As we will show in this post, the high-resolution dynamic analysis engine automatically finds all code-regions related to injected code. It keeps track of memory blocks allocated by the untrusted code running in the target process, and includes them in the process dump for later analysis. Last, unrelated code-areas (for example unmodified, trusted code of the process that the malware injected into) are removed from the process dump, making it small and straight-forward to analyze.

LLama versus Shiz

Just like our previous post, we show how our process snapshots guide the analysis by looking at a concrete malware family:

Malware Family: Trojan.Win32.Shiz
md5: 09c98a1ecd554e2f8cec98b314335e3d
VT link: https://www.virustotal.com/en/file/377f6d302fbe45823b3e8c88319a31b8128ab23c74c691b59d33f13fbf98a225/analysis/
Full analysis result link: https://user.www.lastline.com/malscape#/task/f48cefc3253c40e6abd6e3da86aed508
(accessible to Lastline customers only, sign-up now)

Let’s start with an overview of the behavior extracted during dynamic analysis:


High-resolution analysis report overview

What is particularly interesting is the code injection into the Explorer.exe process as shown in the analysis report details:

Analyzed malware program injects code into explorer exe process

The analyzed program injects code into Explorer.exe process

From the context of Explorer.exe, the injected code then propagates itself to a number of other processes running on the system as can be seen in the analysis subject overview:

propagating payload from explorer exe into all running processes

Propagating payload from Explorer.exe into all running processes

Clearly, the injected data is very interesting for further analysis, since it could contain a lot of valuable information such as C&C endpoints or URLs, malware configuration files, password lists used for brute forcing, and much more. So let’s have a look at the process dumps provided by the dynamic analysis run:

process dumps generated during analysis of trojan win32 shiz

Process Dumps generated during analysis of Trojan.Win32.Shiz

Dissecting Shiz

Let’s continue our analysis by looking into one of the process dump for the second analysis subject – the Explorer.exe process with injected code. More precisely, let’s dive into the snapshot taken on invocation of an API function from an untrusted memory region.

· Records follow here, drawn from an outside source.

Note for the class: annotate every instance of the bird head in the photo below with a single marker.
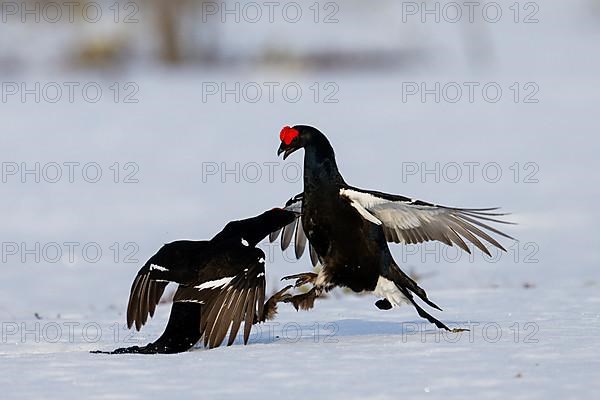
(293, 139)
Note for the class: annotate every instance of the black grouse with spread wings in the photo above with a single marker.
(348, 229)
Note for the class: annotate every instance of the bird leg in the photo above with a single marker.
(304, 301)
(270, 309)
(302, 279)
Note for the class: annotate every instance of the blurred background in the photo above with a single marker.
(126, 125)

Upon opening and processing the snapshot (see last blog-post for details), IDA display the list of interesting code locations exposed by the processing script:

IDA showing code locations of interest

IDA showing code locations of interest

Now let’s look into these points of interest a bit more closely:

  • 0x03cc1360 is the originally injected, position-independent code. What’s interesting about this code is that it uses hashed names (highlighted in orange) of API functions to call system APIs

    0x03cc1360 is the originally injected position independent code
  • 0x03cc2000 points to a PE image embedded in the target process. Although the malware did not load this memory as library, it can still be used by the injected code, which makes it very interesting for analysis and is thus exported.
  • 0x03e921c0 is the entry point to a PE image loaded by the position-independent shellcode. Unlike in the previous entry, the injected code uses the Windows API for loading the code.

    0x03e921c0 is the entry point to a PE image loaded by the position independent shellcode
    If we jump to the definition of function sub_3e92500 we find the logic for injecting code into the remaining processes running on the system (as described above).

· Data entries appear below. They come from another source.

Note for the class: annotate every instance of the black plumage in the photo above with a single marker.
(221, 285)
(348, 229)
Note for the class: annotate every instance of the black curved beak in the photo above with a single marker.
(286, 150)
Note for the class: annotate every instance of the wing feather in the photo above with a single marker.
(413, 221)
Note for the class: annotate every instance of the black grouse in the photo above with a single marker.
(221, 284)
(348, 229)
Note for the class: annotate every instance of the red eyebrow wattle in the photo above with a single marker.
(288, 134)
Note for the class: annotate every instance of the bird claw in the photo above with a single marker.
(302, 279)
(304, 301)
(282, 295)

    A quick analysis using the Hex-Rays decompiler (often integrated in IDA Pro)  immediately reveals very interesting behavior, such as the processes targeted (including Chrome, Opera, and Internet Explorer browsers):

    quick analysis using the hex rays decompiler reveals interesting behaviors
  • 0x03e8671b and 0x03e8f3a5 are return addresses from system call invocations showing C&C related functionality of the malware sample. The sample uses a domain-generation algorithm (DGA) to contact the attackers server and then posts data via HTTP

    0x03e8671b 0x03e8f3a5 return addresses from system call showing command and control of malware sample

    malware uses domain generation algorithm DGA contact attackers server post data

    Network traffic generated by the injected code

    Advanced malware generates network traffic:

    Advanced malware sample analysis


This blog post shows how to use process snapshots generated during dynamic analysis to get detailed information about the internals of malware making use of code-injection using a couple of easy-to-follow steps. Even without any debugging, it is possible to do in-depth analysis of the even complex malware variants.